We sipped our coffee and laughed. It was nice. Christina was firm and petite and friendly, and I felt I could share my secret with her.
"Yeah, right, huh? Well in this story the guy doesn't want to spend all day on the yacht naked, so one of the ladies gives him a little pair of pink panties to wear. And so that's what he wears on the yacht. Of course the women take turns taking advantage of him, you can guess the rest."
"Sure, very imaginative story," she laughed, her eyes sparkling. "Guy rescued by a boatload of horny women. It took a lot to think of that."
"Yes, well," I said, and paused. "It was a dumb story."
"Yeah, so you decided to lose weight because you read a story?"
"Yes, actually, it had a lot to do with it," I said, looking around. Our corner looked out at the street but was private within the bustling coffee shop, blocked by those beams. "The thing was, I pictured myself in some pink panties and, I don't know what to say, it disgusted me. You want to be a sexy kinda paradoxical pervert, attracting all these hot chicks, and when I pictured it I just saw a fat guy, looking ridiculous and pitiful."
"So you decided to change."
"Yes. I bookmarked that story and re-read it every couple of weeks, and I cut down on breakfast and lunch, took one serving for dinner, quit drinking."
"Quit drinking? Wow," she said. "That must have been hard."
"Well I didn't really quit-quit, I just cut back a whole lot. I'd go weeks at a time with no booze. It was not a big deal, nobody even noticed."

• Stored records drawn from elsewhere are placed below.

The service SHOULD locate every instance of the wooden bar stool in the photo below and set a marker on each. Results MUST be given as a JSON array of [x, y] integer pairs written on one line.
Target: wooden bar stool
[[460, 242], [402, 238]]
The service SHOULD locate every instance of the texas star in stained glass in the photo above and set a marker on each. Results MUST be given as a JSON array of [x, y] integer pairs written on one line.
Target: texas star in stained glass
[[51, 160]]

She was still looking me up and down. Christina, since you don't know her I'll tell you, was the embodiment of mischief. People live by the rules, they do what they are supposed to do, but for Christina, as long as I'd known her, this just provided a sort of stage-set or background for her, she could dodge in and out of their conformist landscape. People saw her as one of them, a normal little wife and mother, but when they weren't looking she had no boundaries. And a vivid, very active imagination.

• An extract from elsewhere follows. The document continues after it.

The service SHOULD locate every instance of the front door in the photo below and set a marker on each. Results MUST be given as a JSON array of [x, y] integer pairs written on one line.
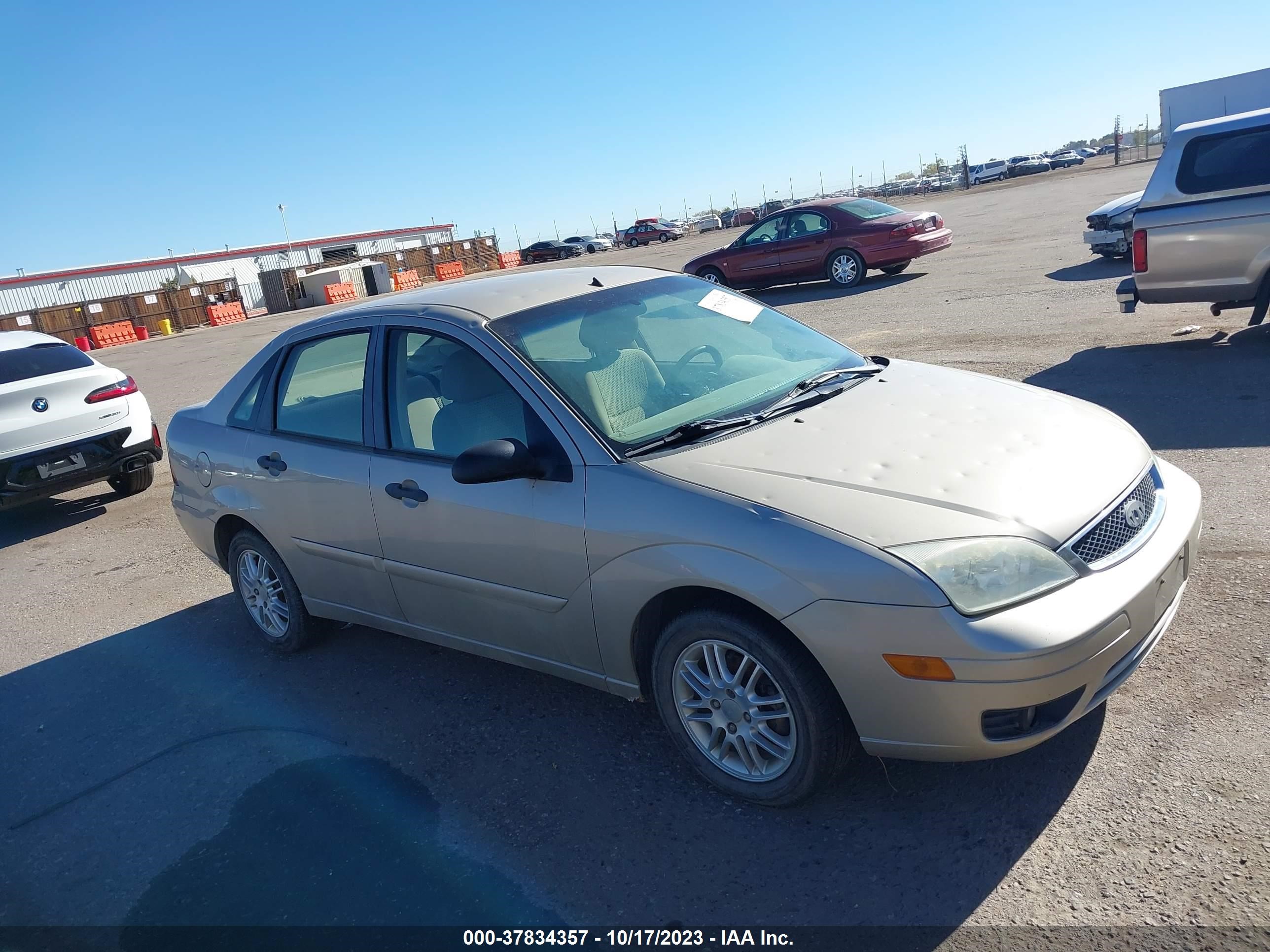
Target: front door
[[757, 258], [309, 470], [499, 564], [806, 244]]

"So," she asked. "How did it feel when you finally tried on those panties?"
"Huh?" She had me there. "Oh the panties, I guess I wouldn't even know where to get some. I didn't really want to wear them, that was just a kind of target for me."
"Sure" she said. "I'll tell you what." She pointed out at the row of shops across the street. "Victoria's Secret, lets go, my treat."
"No, no," I insisted. "I don't need anything."